We’ve turned to them to stay fit during lockdown. Should we?
The closure of gyms and limits on outdoor exercise, combined with the ability to spend more time at home and less time commuting to workplaces, has corresponded with a huge rise in the number of downloads of health and fitness apps. Time spent to reconsider every aspect of our lives – and facing up close and personal the real life reality of humanity – has driven many of us onto a fitness kick.
But in doing so, are we also inviting in overly invasive tracking of some of the most personal parts of our lives – health data? Although one in four Britons surveyed in an exclusive poll for CyberNews said they support the use of their health data to improve healthcare services, fitness apps are something a little different – and a lot less high stakes.
The Quantified Self movement is one that has helped many of us get healthy. But in tracking our weight, our heartbeat and our oxygen rates, we’re giving over a treasure trove of valuable data to third parties. The reality is that in using apps like Fitbit, Strava and Maven we’re handing over some of our most personal of personally identifiable information.
How much data do we give up?
So who are we giving up our data to, and how much information are we handing over without thinking? Where does that data end up once it’s tracked and traced through the world’s most popular apps? Supplement Timing analysed the official privacy policies of the top health and fitness apps to see which data each one asks of its users.
The company assigned ratings to how data intensive each app is, tracking 27 different data types that a user could possibly give up in their day to day usage of each app that’s designed to track fitness and health.
The most intrusive or demanding app of your data is Maven, a women’s health and fertility app.
Of 27 different types of data that Supplement Timing tracked and traced, Maven asked for 23 of them, and demanded eight of those 23 by default every time you open the app. (The company judging the intrusiveness of data collection assigned two points to an app that demanded a data point by default; and one if it asked the user for permission to collect the data.)
Maven required users to hand over their name, email, phone number, address, device information, age and gender to work. It also asked for lots of other information, including occupation, hobbies and interests, the information of friends and family, weight, fitness level and even shoe size.
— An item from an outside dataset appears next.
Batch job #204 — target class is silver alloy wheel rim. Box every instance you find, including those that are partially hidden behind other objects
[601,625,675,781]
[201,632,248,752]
In a possible score of 54, Maven recorded a staggering 31.
Diet apps are no saviour
Apps that track your health are likely to be intrusive by the very nature of what they’re trying to do, but other dieting apps were equally invasive.
Nutrition and Weight Loss apps occupied four of the top 10 places in Supplement Timing’s study.
PlateJoy was the second-most invasive app, demanding your height and weight by default and asking for health and lifestyle information – which could be used to potentially target you with advertising for products, should they wish. These types of apps, say the company that tracked their privacy policies, are the most likely to track personal data by default without alerting you.
There are other issues with different apps targeting different areas of your health, however. Fitness apps like Couch to 5K and Strava are the running apps that share the most personal data with third parties, meaning you could end up being targeted for advertising – a cause for concern given their enormous popularity. If you’re looking to avoid being tracked through your fitness apps, then elect to take up yoga, mental health or sleeping apps – all of those were analysed and found to collect the least amount of information compared to their peers.